The Wall Street lender that generates most of its revenue from trading is offering five-year Australian dollar-denominated notes at a yield of about 170 basis points more than swaps, spokeswoman Hayley Morris said. Goldman Sachs last sold similar debt in November, when it priced A$600 million ($557 million) of bonds with the same tenor at a 195 basis-point spread, data compiled by Bloomberg show.
Bank of America Corp. was the most recent U.S. lender to issue bonds in Australia, selling A$850 million of 2018 notes on May 14, according to data compiled by Bloomberg. Following record debt sales in May, issuance in the South Pacific nation dropped to the least since December 2011 last month as concern the Federal Reserve will reduce stimulus roiled global markets.

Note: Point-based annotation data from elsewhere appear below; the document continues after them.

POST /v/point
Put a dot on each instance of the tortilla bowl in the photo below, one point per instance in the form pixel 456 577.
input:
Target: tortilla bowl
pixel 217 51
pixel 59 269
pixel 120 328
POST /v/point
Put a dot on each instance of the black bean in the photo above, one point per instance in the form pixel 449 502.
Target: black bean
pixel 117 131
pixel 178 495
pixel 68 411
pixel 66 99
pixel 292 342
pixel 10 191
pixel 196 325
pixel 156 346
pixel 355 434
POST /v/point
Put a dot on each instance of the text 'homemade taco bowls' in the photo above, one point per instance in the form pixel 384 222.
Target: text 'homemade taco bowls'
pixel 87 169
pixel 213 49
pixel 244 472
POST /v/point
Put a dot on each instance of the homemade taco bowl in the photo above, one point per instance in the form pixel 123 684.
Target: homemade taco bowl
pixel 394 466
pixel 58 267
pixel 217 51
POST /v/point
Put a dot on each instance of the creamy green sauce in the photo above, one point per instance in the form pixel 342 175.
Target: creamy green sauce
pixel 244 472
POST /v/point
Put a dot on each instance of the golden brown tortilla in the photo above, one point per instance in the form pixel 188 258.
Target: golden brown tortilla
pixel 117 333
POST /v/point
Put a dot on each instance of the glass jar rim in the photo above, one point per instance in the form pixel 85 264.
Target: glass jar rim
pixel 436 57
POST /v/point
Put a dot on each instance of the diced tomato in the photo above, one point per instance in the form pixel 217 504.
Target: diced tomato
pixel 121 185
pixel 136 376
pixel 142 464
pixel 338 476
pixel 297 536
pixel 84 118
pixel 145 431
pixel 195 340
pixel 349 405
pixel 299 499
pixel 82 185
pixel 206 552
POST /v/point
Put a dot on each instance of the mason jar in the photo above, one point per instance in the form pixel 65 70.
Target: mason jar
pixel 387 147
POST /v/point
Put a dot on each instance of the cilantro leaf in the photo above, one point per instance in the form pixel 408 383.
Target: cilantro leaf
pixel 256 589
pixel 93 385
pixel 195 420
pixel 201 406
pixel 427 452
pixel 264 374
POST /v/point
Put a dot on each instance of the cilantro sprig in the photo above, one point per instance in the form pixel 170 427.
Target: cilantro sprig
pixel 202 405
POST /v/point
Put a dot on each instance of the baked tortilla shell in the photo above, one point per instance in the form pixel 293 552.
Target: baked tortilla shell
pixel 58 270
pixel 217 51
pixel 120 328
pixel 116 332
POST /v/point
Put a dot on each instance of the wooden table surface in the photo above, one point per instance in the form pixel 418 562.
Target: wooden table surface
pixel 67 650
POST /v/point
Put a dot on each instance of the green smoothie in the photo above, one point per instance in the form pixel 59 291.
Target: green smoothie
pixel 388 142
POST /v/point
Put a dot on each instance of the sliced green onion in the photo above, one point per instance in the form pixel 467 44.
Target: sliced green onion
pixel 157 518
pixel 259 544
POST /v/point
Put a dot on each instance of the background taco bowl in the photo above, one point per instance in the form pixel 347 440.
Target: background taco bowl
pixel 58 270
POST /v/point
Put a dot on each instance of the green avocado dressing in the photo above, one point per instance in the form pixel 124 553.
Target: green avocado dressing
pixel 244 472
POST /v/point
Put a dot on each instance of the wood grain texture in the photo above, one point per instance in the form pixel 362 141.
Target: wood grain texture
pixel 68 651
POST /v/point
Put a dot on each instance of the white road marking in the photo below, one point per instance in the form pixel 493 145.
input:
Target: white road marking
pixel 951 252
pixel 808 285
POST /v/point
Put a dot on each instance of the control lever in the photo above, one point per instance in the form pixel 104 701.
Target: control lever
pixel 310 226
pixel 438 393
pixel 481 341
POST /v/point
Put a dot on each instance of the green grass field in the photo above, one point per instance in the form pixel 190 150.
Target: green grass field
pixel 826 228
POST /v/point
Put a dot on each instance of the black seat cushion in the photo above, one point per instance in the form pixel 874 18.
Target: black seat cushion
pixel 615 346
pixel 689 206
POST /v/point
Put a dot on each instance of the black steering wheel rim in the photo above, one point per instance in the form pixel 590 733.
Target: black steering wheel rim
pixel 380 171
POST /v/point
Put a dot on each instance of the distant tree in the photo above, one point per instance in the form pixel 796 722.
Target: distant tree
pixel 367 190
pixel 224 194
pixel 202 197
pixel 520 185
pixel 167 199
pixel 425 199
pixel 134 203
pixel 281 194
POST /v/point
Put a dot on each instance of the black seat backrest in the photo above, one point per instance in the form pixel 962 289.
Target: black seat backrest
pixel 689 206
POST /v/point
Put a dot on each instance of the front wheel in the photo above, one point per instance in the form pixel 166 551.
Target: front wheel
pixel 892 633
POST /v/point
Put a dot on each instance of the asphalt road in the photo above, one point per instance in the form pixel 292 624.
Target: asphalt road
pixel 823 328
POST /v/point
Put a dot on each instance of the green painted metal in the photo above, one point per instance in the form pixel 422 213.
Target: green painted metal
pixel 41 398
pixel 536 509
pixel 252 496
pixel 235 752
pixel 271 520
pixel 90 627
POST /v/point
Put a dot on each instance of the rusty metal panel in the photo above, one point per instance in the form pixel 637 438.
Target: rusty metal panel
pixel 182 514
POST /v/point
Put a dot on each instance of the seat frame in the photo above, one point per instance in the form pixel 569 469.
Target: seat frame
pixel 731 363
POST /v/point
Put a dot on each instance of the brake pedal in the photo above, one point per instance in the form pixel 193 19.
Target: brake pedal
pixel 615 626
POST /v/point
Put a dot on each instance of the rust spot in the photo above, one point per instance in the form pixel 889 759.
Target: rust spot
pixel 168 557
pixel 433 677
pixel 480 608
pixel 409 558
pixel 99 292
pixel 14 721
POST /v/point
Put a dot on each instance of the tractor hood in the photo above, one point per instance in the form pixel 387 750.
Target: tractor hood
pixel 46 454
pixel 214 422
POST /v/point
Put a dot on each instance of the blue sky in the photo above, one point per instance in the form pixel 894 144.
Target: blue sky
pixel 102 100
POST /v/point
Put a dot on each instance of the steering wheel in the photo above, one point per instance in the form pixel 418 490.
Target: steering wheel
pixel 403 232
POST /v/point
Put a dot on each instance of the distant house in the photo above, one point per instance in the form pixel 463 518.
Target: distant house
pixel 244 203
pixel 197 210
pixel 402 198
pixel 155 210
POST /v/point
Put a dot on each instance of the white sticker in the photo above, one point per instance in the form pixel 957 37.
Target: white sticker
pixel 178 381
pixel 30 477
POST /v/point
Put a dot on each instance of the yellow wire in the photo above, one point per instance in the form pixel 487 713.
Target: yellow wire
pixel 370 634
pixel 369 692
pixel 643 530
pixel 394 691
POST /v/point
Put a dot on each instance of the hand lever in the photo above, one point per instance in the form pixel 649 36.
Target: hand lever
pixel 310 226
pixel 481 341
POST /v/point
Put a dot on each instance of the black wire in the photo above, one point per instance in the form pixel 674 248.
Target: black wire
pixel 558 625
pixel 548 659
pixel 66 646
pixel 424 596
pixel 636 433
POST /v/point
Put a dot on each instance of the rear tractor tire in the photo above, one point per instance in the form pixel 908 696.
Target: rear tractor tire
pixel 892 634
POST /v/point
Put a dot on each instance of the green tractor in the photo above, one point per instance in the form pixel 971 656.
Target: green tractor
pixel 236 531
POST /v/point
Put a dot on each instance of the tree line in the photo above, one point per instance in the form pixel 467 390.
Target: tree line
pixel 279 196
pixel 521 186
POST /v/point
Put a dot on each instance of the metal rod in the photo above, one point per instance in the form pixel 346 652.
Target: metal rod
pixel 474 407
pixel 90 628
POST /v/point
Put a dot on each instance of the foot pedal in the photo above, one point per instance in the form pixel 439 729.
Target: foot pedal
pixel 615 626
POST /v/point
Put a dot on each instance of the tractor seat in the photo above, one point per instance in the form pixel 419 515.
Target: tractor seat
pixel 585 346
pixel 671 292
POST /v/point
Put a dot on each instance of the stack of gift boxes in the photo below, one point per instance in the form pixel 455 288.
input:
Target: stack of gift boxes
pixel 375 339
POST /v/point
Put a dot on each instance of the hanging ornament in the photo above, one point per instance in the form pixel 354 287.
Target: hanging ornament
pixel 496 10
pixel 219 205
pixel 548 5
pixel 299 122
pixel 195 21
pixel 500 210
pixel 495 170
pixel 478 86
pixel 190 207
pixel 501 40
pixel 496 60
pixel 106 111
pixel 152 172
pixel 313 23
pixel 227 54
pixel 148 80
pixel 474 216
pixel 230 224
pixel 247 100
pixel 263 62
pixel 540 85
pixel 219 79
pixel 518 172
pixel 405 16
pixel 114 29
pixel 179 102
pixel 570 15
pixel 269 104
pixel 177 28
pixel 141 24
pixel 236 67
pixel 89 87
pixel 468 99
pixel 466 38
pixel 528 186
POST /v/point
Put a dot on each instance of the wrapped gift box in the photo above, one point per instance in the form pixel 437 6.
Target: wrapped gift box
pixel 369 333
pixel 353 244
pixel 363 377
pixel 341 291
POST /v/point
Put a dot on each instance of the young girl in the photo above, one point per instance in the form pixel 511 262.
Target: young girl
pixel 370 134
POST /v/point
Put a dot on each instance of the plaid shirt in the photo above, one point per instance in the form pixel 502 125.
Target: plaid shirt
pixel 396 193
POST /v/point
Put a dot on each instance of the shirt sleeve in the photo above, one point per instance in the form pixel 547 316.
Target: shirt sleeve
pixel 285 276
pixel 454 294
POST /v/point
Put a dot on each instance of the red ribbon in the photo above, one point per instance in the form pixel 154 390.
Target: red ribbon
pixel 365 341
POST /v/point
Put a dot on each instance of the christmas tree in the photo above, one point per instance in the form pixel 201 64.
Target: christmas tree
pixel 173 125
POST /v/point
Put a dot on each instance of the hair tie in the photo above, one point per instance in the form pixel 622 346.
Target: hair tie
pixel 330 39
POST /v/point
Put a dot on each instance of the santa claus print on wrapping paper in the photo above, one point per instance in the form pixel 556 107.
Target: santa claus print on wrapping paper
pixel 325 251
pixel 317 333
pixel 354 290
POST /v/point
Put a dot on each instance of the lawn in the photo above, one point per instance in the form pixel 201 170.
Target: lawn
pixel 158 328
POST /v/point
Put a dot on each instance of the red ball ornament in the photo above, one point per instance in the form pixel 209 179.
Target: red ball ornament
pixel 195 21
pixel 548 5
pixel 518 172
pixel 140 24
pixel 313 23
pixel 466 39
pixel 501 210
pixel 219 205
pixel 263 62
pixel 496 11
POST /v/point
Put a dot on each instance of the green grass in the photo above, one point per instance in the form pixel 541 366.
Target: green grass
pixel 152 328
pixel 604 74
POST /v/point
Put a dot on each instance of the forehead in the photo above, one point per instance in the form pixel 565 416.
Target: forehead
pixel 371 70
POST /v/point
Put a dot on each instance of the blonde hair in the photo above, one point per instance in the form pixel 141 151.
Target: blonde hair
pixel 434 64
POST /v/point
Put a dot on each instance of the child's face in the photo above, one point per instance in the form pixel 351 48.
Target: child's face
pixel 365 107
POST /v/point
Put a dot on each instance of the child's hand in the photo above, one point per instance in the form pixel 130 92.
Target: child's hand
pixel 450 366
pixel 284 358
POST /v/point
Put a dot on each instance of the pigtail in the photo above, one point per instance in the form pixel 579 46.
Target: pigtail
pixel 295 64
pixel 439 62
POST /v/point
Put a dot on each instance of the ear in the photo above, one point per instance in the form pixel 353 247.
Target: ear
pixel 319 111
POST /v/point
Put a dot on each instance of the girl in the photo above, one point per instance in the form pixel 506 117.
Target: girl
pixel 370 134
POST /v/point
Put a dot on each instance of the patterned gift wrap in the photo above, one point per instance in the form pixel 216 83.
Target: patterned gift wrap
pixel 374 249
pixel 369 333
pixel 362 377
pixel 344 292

The average spread for financial-company bonds in Australia spiked to as high as 130 basis points more than swaps on July 2 before narrowing to 115 on July 26, Bank of America Merrill Lynch index data show. While the premium is nearing its level before Fed Chairman Ben S. Bernanke spoke about tapering at his June 19 news conference, issuance has remained muted and July is the second-slowest month this year.
Goldman Sachs holds the seventh-highest credit rating at Moody’s Investors Service and Standard & Poor’s. Bank of America carries the same A- ranking as Goldman Sachs at S&P and is graded two levels lower at Moody’s. The 5-1/4 year paper it sold in May was priced at a spread of 190 basis points.
The current Goldman Sachs transaction is being managed by the lender itself, Australia & New Zealand Banking Group Ltd., National Australia Bank Ltd. and Royal Bank of Canada, according to a person familiar with the matter, who asked not to be identified because the terms aren’t set. The notes are expected to price tomorrow, the person said.